Abstract:To model the indeterminacy of human behaviors, stochastic trajectory prediction requires a sophisticated multi-modal distribution of future trajectories. Emerging diffusion models have revealed their tremendous representation capacities in numerous generation tasks, showing potential for stochastic trajectory prediction. However, expensive time consumption prevents diffusion models from real-time prediction, since a large number of denoising steps are required to assure sufficient representation ability. To resolve the dilemma, we present LEapfrog Diffusion model (LED), a novel diffusion-based trajectory prediction model, which provides real-time, precise, and diverse predictions. The core of the proposed LED is to leverage a trainable leapfrog initializer to directly learn an expressive multi-modal distribution of future trajectories, which skips a large number of denoising steps, significantly accelerating inference speed. Moreover, the leapfrog initializer is trained to appropriately allocate correlated samples to provide a diversity of predicted future trajectories, significantly improving prediction performances. Extensive experiments on four real-world datasets, including NBA/NFL/SDD/ETH-UCY, show that LED consistently improves performance and achieves 23.7%/21.9% ADE/FDE improvement on NFL. The proposed LED also speeds up the inference 19.3/30.8/24.3/25.1 times compared to the standard diffusion model on NBA/NFL/SDD/ETH-UCY, satisfying real-time inference needs. Code is available at <a class="link-external link-https" href="https://github.com/MediaBrain-SJTU/LED" rel="external noopener nofollow">this https URL</a>.
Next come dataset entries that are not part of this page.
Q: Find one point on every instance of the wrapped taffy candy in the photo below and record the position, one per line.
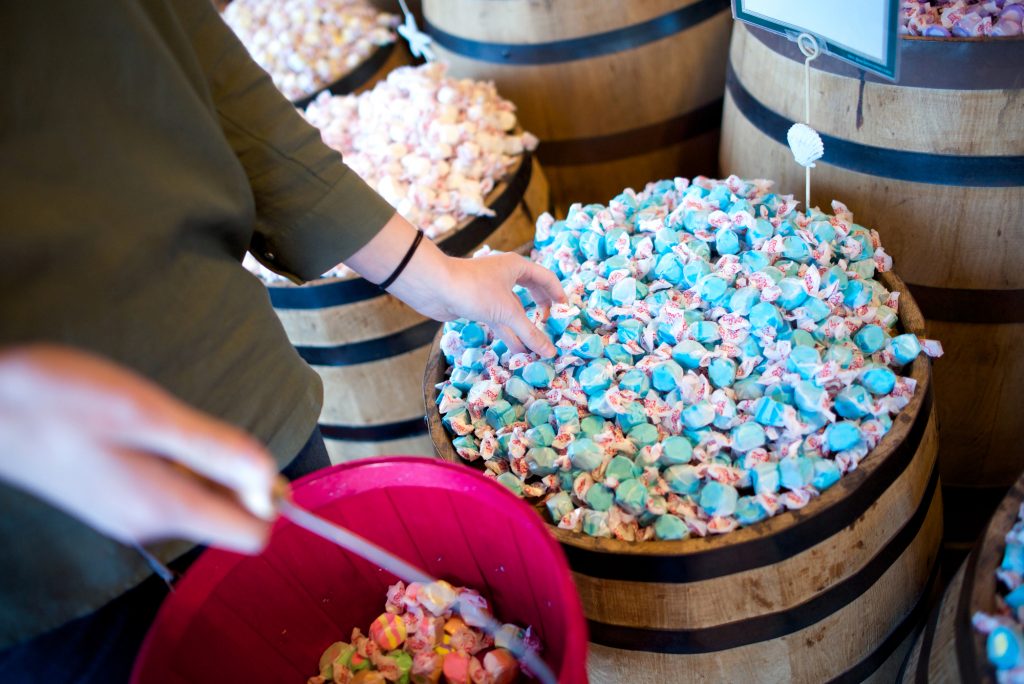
(721, 357)
(419, 640)
(1005, 642)
(430, 144)
(964, 18)
(305, 45)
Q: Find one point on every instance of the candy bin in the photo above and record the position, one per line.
(931, 163)
(735, 443)
(269, 617)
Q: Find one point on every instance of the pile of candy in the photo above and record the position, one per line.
(721, 357)
(419, 640)
(305, 45)
(430, 144)
(965, 18)
(1005, 645)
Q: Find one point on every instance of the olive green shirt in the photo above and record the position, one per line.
(141, 153)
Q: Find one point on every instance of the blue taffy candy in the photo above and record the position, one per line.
(473, 336)
(879, 380)
(1005, 647)
(669, 268)
(766, 478)
(793, 293)
(542, 435)
(541, 460)
(539, 413)
(722, 372)
(585, 454)
(869, 339)
(642, 435)
(559, 506)
(635, 381)
(726, 242)
(904, 348)
(805, 360)
(682, 478)
(719, 499)
(676, 450)
(796, 472)
(631, 496)
(501, 414)
(670, 528)
(517, 388)
(590, 346)
(539, 374)
(747, 436)
(599, 497)
(667, 376)
(843, 435)
(826, 473)
(698, 415)
(688, 353)
(853, 401)
(749, 511)
(769, 412)
(596, 376)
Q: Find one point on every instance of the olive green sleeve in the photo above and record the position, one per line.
(313, 212)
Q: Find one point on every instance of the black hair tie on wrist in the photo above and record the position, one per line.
(404, 262)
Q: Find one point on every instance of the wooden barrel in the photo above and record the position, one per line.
(949, 649)
(619, 92)
(832, 592)
(370, 348)
(936, 164)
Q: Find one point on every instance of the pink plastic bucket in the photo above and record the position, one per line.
(267, 618)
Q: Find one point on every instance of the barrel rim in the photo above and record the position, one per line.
(737, 545)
What problem does this paper attempt to address?
The paper primarily addresses two key issues when using diffusion models for stochastic trajectory prediction in real-time applications:
1. **Real-time inference takes too long**: To ensure representational capacity and generate high-quality samples, standard diffusion models require a large number of denoising steps, which consume more computational time. For example, on the NBA dataset, diffusion models need approximately 100 denoising steps to achieve decent prediction performance, which takes about 886 milliseconds to complete one prediction, while the next frame of data arrives every 200 milliseconds.
2. **Independent and identically distributed samples may not capture enough modes in the underlying distribution**: A limited number of independent and identically distributed samples may fail to capture enough modes in the underlying distribution of the generative model. Empirically, a few independently sampled trajectories may miss some important future possibilities, significantly reducing prediction performance due to the lack of proper sample allocation.
To address the above issues, the authors propose the LEapfrog Diffusion model (LED), a novel denoising diffusion-based stochastic trajectory prediction model that significantly accelerates inference speed and adaptively allocates multiple related predictions to provide prediction diversity.
### Main Contributions
1. **Proposed a new LEapfrog Diffusion model (LED)**, a denoising diffusion-based stochastic trajectory prediction model. LED achieves accurate and diverse predictions with fast inference speed.
2. **Introduced a new trainable "leapfrog" initializer** that can directly model complex denoising distributions, accelerate inference speed, and adaptively allocate sample diversity to improve prediction performance.
3. **Conducted extensive experiments on four datasets**, including NBA, NFL football dataset, Stanford Drone Dataset, and ETH-UCY dataset. The results show that the proposed method achieves state-of-the-art performance on all datasets compared to previous methods; and compared to standard diffusion models, it improves inference speed by approximately 20 times, meeting the needs of real-time prediction.
Through these contributions, the paper demonstrates how to effectively leverage the advantages of diffusion models while overcoming their limitations in real-time applications, particularly in complex human behavior prediction tasks.